По напряженному лицу Парамона было видно, что старик чего-то недоговаривает.
— Они ищут тебя, Савелий. Химик, у которого ты взял нитроглицерин, во всем признался и указал на тебя.
— Ах вот оно что, — скрипнул зубами Савелий. — Где он сейчас?
— Я тоже хотел бы знать это. Но полиция его хорошо запрятала и, видимо, держит до суда.
— Но сейчас против меня у них нет никаких улик, ну… разве что наговор этого профессора химии. Я, конечно, замечал за своей спиной топтунов, но никак не думал, что это может быть так серьезно. Что мне делать, старик, сдаваться?
Парамон неопределенно пожал плечами:
— Дело твое, Савельюшка, тебе решать. А только я вот что скажу: Лизу надо выручать.
— Что же ты предлагаешь? Вооружить три десятка храпов и с ними брать Бутырку? Нет, это не выход, нужно придумать что-то понадежнее. — Савелий поднялся и нервно заходил по комнате. — Против нее собрано достаточно доказательств?
— Да, скоро будет суд. Но мне известно, что ее должны перевести в исправительную тюрьму близ Сокольников.
Савелий усмехнулся. Цель тюрьмы заключалась в том, чтобы научить узников какому-нибудь ремеслу. Глупцы, они считают, что умение грабить банки — это вовсе не профессия.
— Тут есть еще одна закавыка, — безрадостно протянул старик.
— Да говори ты, не тяни! — рассерженно произнес Савелий и, осознав свою ошибку, добавил: — Прости, не хотел.
— Ладно, чего уж там, — махнул рукой мудрый старик, — понимаю. Слушай, в исправительной тюрьме ее должны поместить в камеру, где дверь будет из титановой стали.
— Понятно, — протянул Савелий. — Значит, они бросили мне вызов и ждут, что я сам приду в тюрьму. И в какой именно камере она будет находиться?
— В этой тюрьме есть наш человек, он сказал, что ее поместят недалеко от ворот. Ее дверь будет напоминать дверцу сейфа, ни единой щелочки на поверхности. Ни взорвать, ни просверлить будет невозможно. Что скажешь, Савелий? — В голосе старика прозвучала слабая надежда.

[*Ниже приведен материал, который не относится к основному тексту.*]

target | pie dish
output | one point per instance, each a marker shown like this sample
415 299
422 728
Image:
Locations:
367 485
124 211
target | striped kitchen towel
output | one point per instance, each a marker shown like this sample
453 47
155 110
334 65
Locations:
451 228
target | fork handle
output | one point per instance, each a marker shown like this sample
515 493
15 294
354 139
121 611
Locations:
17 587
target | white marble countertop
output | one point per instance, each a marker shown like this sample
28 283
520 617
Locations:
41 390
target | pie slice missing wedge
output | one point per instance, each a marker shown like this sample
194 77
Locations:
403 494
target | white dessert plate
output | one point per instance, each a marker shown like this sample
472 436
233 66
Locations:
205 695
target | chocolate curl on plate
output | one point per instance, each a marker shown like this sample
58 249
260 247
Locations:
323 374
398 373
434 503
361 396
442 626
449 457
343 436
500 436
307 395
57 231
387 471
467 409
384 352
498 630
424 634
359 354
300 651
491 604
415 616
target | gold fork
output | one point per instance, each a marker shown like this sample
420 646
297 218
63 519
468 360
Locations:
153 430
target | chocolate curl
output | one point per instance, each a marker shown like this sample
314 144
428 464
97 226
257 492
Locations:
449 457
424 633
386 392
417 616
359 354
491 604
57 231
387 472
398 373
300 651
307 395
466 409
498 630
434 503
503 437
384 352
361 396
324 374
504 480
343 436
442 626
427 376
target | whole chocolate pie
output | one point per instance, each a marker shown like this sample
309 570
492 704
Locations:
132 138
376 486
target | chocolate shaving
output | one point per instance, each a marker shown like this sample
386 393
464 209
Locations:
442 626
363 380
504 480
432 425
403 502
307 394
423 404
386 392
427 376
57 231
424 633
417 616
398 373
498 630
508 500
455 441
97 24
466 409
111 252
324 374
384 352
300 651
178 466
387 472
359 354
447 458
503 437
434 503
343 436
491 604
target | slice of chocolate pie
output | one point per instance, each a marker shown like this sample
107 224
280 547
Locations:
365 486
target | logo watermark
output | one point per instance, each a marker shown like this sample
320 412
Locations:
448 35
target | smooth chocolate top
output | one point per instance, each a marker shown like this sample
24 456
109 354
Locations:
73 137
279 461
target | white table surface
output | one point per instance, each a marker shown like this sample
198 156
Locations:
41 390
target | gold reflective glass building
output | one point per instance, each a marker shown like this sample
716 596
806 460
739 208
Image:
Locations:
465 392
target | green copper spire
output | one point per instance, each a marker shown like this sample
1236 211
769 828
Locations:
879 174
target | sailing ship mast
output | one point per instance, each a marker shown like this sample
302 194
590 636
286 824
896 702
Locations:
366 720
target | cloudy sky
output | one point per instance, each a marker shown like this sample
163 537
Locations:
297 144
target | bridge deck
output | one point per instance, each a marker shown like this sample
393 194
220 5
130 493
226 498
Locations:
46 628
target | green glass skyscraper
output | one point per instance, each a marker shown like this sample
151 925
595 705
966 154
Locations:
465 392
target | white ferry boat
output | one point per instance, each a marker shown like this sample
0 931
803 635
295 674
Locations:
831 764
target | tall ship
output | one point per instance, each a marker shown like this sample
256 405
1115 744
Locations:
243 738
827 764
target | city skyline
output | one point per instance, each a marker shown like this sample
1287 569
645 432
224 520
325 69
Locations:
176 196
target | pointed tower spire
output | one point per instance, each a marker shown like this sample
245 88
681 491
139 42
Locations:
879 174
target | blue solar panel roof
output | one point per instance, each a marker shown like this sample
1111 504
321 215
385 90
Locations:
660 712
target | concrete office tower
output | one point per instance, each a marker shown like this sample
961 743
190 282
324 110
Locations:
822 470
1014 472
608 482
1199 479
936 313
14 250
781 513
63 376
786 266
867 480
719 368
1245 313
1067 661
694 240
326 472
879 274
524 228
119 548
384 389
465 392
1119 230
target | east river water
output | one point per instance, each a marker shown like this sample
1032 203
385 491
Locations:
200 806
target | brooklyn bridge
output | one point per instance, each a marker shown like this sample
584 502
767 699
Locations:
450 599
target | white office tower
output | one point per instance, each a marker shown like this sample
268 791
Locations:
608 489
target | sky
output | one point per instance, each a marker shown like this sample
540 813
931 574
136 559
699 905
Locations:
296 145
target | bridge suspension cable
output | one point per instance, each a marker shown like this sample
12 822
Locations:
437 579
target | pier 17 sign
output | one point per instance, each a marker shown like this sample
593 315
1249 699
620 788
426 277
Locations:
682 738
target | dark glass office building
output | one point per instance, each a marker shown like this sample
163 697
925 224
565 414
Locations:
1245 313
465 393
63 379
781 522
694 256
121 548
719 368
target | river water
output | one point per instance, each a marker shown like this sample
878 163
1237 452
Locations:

— Они ждут, что я попаду в эту мышеловку. Но что я могу им ответить, ведь ты сам знаешь, что у меня нет лома против титановой стали. Единственное, что я могу сделать, — сдаться в руки полиции.
Глава 54
— Послушайте, это какое-то недоразумение, — яростно сопротивлялся Филимон. — Весь вагон знает, что у меня был билет. Я его потерял!
Филимон цеплялся за двери, ручки, но двое плечистых полицейских с унылыми физиономиями беззастенчиво выкручивали ему руки и невозмутимо волокли по проходу.
— Господа, заступитесь! Неужели вы не видите произвол властей! У меня был билет. Истинным Богом клянусь, был! — орал Филимон. — Мне надо срочно в Петербург!
Проводник — тридцатилетний мужчина с висячими пшеничными усами и черными широкими бровями, отчего его внешность выглядела почти героической, — расторопно возражал:
— Господа, тяните его к двери! Я уже предупредил машиниста, он будет ждать до тех пор, пока вы его не вышвырнете на перрон.
Проводник напоминал запорожского казака, вернувшегося с турецких берегов. Полицейские уже начинали терять терпение и звонкими затрещинами подгоняли безбилетника к выходу.
— Это форменное самоуправство! Я буду жаловаться министру!